DAV für freiwillige Tüten-Gebühr

BERLIN (ks) | Apotheken könnten künftig für Plastiktüten eine geringe Gebühr fordern. Der DAV hätte nichts dagegen. Allerdings will er sie nicht verpflichten.

In der EU gehen rund 100 Milliarden Plastiktüten jährlich durch die Hände der Bürger. Acht Milliarden landen in der Landschaft oder im Meer. Um die Umweltbelastungen zu senken, hat die EU beschlossen, die Nutzung von Plastiktüten zu beschränken. Der Deutsche Apothekerverband (DAV) unterstützt dieses europaweite Ziel. Der DAV befürwortete deshalb die Option, dass Apotheken freiwillig ein Entgelt für Plastiktüten erheben können, teilte ein Sprecher mit. Allerdings könnten der DAV und seine Landesapothekerverbände aus satzungsrechtlichen Gründen keine vertragliche Vereinbarung eingehen, die die einzelne Apotheke direkt verpflichte.
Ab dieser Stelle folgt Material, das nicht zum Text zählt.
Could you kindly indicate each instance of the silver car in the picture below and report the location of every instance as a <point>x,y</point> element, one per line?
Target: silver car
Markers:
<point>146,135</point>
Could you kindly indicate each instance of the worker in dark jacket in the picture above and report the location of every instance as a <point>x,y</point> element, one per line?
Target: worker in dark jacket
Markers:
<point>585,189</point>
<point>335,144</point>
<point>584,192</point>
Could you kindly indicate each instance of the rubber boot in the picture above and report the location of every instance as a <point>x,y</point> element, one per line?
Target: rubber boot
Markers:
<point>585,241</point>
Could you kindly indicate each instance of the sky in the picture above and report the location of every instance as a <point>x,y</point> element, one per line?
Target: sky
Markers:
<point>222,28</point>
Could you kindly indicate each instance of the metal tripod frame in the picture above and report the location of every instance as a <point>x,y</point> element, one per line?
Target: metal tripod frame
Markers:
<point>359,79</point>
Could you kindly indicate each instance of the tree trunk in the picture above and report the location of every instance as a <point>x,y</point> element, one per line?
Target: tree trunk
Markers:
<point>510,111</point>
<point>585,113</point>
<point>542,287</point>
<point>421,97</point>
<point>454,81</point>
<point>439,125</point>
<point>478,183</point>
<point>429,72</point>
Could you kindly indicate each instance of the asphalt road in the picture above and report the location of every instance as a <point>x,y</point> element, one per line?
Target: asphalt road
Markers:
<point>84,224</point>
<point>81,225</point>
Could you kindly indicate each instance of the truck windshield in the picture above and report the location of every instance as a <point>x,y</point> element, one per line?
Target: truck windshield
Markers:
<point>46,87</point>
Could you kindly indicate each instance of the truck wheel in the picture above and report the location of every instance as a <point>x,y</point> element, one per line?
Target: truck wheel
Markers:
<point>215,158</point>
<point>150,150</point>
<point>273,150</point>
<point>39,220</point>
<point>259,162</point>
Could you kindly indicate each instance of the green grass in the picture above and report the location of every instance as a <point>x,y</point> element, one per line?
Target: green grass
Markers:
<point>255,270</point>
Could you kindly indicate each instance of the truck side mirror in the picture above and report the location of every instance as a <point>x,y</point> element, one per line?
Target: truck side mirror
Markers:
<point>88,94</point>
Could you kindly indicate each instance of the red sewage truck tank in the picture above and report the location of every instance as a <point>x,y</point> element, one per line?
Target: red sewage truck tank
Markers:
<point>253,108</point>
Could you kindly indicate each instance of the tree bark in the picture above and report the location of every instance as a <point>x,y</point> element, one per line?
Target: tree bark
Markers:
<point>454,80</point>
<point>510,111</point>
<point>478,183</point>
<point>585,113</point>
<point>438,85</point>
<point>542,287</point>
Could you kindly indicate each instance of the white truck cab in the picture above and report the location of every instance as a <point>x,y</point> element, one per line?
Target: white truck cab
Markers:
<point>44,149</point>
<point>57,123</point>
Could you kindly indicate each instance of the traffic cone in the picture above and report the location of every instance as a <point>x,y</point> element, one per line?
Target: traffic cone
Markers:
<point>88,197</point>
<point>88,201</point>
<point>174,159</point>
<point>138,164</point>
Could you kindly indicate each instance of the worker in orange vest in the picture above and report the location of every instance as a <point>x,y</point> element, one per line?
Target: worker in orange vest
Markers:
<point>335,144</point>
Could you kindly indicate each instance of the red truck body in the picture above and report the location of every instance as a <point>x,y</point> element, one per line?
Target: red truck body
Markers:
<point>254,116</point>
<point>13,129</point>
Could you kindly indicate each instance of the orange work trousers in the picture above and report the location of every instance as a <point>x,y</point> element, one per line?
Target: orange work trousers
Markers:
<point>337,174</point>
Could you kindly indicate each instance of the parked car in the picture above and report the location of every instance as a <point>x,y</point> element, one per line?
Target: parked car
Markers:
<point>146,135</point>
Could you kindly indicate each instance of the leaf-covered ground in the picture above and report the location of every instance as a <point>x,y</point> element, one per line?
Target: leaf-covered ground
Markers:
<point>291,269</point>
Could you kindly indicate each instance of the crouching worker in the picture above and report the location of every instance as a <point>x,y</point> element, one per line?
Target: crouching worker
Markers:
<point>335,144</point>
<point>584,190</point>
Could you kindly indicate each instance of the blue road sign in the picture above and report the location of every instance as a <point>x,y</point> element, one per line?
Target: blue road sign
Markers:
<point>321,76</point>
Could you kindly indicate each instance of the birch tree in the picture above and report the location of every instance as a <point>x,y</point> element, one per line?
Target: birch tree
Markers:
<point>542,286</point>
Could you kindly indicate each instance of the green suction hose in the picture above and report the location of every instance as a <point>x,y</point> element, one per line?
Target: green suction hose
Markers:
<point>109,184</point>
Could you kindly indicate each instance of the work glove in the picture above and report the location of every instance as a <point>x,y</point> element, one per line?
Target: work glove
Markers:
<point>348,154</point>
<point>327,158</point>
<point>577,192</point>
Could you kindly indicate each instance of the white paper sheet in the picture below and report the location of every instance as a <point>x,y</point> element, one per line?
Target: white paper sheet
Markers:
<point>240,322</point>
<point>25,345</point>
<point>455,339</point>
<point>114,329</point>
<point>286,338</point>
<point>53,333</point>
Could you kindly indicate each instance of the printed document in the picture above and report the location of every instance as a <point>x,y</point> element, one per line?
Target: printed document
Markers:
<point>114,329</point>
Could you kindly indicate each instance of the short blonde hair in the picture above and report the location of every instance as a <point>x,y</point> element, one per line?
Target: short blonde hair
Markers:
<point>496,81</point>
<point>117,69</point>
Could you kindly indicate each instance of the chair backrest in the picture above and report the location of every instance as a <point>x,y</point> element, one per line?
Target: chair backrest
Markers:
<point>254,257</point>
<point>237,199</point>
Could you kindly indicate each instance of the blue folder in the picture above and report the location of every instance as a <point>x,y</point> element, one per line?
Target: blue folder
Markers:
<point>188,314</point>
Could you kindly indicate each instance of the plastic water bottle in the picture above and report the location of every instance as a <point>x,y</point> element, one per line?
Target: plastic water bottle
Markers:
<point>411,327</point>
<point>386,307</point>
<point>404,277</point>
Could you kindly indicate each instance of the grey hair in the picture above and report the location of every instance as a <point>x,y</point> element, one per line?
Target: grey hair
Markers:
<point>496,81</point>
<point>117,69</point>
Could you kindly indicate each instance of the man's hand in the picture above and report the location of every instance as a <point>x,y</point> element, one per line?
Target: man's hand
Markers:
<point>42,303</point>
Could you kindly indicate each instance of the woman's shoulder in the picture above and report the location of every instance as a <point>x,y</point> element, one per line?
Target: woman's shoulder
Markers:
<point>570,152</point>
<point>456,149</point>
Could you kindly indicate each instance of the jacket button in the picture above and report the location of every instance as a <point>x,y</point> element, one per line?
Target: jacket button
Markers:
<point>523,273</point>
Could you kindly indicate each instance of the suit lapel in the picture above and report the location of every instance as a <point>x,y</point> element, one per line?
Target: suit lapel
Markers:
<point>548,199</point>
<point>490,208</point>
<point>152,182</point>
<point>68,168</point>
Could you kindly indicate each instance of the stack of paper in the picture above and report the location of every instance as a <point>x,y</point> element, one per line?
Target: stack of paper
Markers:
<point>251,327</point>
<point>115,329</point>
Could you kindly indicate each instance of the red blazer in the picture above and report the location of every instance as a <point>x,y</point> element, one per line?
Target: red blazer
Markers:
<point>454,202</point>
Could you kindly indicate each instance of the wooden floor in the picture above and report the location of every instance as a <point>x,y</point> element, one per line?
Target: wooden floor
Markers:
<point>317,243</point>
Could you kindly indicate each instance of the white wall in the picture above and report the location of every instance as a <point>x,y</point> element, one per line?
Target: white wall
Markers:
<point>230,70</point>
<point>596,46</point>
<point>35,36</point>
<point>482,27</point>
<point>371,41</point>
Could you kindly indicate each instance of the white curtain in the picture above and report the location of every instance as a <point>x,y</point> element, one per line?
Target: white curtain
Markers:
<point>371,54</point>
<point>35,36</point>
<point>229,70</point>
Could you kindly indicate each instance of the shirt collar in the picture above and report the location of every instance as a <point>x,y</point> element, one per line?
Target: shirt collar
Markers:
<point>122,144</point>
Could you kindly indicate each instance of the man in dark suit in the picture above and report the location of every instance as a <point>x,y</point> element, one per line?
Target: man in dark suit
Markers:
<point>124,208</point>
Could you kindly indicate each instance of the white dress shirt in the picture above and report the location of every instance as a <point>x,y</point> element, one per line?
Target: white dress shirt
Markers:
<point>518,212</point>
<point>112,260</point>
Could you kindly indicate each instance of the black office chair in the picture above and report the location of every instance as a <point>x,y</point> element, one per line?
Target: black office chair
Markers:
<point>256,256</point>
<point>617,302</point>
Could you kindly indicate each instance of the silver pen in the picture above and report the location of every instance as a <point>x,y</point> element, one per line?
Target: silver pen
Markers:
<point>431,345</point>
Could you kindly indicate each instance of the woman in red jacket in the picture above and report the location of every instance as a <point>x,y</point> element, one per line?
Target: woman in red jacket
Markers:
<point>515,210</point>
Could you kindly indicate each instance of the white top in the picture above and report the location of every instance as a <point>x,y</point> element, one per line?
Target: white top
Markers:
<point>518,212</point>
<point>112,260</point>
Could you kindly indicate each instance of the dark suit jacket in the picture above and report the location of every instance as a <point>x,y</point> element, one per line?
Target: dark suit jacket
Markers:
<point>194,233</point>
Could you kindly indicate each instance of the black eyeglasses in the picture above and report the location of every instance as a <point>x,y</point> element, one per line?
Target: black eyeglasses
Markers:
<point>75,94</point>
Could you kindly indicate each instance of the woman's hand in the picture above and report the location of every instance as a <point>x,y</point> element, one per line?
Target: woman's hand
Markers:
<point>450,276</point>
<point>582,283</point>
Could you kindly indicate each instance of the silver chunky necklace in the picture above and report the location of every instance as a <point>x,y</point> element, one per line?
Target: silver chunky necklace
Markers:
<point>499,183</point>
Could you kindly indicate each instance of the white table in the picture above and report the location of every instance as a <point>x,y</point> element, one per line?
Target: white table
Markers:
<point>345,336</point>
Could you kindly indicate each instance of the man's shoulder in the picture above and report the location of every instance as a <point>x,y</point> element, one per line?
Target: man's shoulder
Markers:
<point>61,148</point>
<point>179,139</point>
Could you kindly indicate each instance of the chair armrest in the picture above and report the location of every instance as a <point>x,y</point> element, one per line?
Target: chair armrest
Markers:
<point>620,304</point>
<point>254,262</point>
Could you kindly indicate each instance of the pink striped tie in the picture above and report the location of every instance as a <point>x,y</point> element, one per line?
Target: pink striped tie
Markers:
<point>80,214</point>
Der DAV wolle daher über seine Landesverbände bei den Apotheken für eine freiwillige Vereinbarung mithilfe eines Mustervertrages werben. Dafür suche der DAV das Gespräch mit dem Bundesumweltministerium. In welcher Höhe der Abgabepreis liegen sollte, darüber will man beim DAV nichts sagen. Dies wird die Apotheke selbst entscheiden müssen, so sie eine Gebühr erheben will.
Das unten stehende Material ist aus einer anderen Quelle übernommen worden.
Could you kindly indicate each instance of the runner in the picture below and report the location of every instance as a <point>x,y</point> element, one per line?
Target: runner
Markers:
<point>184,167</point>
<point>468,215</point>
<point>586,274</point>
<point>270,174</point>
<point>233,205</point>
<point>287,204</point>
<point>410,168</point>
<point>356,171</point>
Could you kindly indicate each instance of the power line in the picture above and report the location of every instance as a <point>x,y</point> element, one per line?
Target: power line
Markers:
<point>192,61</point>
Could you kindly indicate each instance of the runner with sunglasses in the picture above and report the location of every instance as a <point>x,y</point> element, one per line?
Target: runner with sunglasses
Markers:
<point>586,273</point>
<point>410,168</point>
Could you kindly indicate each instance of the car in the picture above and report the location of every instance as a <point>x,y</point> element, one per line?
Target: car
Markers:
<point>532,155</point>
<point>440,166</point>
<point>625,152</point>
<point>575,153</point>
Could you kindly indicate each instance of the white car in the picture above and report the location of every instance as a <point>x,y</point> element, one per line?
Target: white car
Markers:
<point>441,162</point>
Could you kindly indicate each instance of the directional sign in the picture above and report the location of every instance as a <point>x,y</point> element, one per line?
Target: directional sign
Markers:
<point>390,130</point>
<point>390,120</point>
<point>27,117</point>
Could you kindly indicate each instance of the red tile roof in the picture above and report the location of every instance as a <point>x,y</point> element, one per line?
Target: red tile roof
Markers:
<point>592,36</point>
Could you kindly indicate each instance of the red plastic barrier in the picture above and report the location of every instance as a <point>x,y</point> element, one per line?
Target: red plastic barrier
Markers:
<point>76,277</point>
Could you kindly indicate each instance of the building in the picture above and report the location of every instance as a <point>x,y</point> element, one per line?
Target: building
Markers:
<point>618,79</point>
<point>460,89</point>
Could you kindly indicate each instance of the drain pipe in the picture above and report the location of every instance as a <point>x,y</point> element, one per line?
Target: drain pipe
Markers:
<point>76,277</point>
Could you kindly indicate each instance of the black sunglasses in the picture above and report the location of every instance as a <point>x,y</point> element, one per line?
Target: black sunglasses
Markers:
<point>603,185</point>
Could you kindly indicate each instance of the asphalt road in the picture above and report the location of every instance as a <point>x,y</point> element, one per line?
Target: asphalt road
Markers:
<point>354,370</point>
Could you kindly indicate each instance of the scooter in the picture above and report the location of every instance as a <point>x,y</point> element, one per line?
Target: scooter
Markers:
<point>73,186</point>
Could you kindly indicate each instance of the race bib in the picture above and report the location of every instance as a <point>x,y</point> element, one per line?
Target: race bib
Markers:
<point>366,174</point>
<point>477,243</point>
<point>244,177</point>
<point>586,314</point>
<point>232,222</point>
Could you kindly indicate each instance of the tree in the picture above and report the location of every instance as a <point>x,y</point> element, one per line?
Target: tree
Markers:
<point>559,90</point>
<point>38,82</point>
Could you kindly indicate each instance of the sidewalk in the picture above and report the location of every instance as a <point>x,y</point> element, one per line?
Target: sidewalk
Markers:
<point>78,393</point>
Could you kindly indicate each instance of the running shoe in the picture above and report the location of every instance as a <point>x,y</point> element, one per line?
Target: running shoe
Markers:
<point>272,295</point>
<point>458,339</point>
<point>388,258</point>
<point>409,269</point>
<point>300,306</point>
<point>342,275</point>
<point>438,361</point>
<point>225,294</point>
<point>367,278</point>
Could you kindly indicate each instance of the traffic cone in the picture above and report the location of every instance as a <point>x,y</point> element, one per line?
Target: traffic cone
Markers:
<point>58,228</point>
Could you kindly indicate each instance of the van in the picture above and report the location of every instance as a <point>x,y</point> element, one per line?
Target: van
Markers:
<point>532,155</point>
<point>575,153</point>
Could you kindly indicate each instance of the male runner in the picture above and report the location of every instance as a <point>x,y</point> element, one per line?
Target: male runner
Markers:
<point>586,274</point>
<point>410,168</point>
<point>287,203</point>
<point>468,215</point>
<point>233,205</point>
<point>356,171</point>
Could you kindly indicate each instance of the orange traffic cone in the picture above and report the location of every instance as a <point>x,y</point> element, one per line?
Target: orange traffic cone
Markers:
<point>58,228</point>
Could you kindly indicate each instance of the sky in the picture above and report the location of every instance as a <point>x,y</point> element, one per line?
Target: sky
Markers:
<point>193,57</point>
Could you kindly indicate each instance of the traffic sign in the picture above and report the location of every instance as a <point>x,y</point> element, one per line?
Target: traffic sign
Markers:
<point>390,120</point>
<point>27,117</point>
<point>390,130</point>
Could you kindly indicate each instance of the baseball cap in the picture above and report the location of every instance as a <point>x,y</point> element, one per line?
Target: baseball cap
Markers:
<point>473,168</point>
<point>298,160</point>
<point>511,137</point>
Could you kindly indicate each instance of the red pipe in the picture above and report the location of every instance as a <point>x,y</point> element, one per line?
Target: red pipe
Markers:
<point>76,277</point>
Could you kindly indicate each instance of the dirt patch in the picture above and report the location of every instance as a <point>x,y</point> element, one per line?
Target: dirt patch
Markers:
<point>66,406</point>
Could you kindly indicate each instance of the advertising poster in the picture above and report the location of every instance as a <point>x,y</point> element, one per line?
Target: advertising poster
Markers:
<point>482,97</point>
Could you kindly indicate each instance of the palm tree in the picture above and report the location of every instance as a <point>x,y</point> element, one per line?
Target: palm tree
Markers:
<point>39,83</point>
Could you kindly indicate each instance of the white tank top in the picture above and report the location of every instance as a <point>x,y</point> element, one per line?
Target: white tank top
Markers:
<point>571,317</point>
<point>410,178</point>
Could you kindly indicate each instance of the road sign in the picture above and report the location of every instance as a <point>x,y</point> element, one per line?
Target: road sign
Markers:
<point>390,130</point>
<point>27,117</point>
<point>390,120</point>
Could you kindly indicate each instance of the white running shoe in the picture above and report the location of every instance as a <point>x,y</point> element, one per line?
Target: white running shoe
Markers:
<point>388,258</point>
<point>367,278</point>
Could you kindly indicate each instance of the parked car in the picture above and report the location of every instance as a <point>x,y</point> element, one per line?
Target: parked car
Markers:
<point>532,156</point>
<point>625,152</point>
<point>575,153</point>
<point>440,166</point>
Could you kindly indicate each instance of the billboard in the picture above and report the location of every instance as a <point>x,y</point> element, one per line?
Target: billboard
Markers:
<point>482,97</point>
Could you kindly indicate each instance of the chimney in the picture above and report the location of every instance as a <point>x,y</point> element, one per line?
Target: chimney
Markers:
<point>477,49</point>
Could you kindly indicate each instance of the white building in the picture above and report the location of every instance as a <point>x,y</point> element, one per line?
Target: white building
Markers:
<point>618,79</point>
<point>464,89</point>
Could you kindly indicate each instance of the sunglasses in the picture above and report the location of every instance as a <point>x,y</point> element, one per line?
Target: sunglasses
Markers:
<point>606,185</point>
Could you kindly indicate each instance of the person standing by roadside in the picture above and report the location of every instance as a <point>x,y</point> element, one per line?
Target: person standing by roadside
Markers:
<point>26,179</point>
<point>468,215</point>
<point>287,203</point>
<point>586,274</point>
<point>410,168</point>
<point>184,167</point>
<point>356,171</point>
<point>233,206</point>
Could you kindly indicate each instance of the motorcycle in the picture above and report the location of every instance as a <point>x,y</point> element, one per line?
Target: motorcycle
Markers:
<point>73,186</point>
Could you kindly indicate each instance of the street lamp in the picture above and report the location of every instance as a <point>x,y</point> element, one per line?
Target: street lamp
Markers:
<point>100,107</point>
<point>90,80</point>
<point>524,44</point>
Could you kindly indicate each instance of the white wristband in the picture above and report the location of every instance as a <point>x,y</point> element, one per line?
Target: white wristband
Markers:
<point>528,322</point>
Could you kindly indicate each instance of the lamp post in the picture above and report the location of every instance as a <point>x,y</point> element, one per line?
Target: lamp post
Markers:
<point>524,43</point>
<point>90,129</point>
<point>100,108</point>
Vorgaben der EU-Richtlinie

Hintergrund des vergangenen Donnerstag gefassten Beschlusses des DAV ist eine EU-Richtlinie. Danach sollen 2019 EU-weit nur noch halb so viele leichte Plastiktüten verwendet werden wie 2010. Konkret: Der jährliche durchschnittliche Pro-Kopf-Verbrauch in Europa soll von derzeit rund 200 auf 90 Tüten sinken. Bis Ende 2025 soll jeder Bürger in Europa im Schnitt nur noch 40 Beutel pro Jahr verbrauchen. Wie die Vorgaben umgesetzt werden, bleibt den Ländern selbst überlassen. Sie dürfen die Einwegtüten verbieten, besteuern, oder Gebühren für sie einführen.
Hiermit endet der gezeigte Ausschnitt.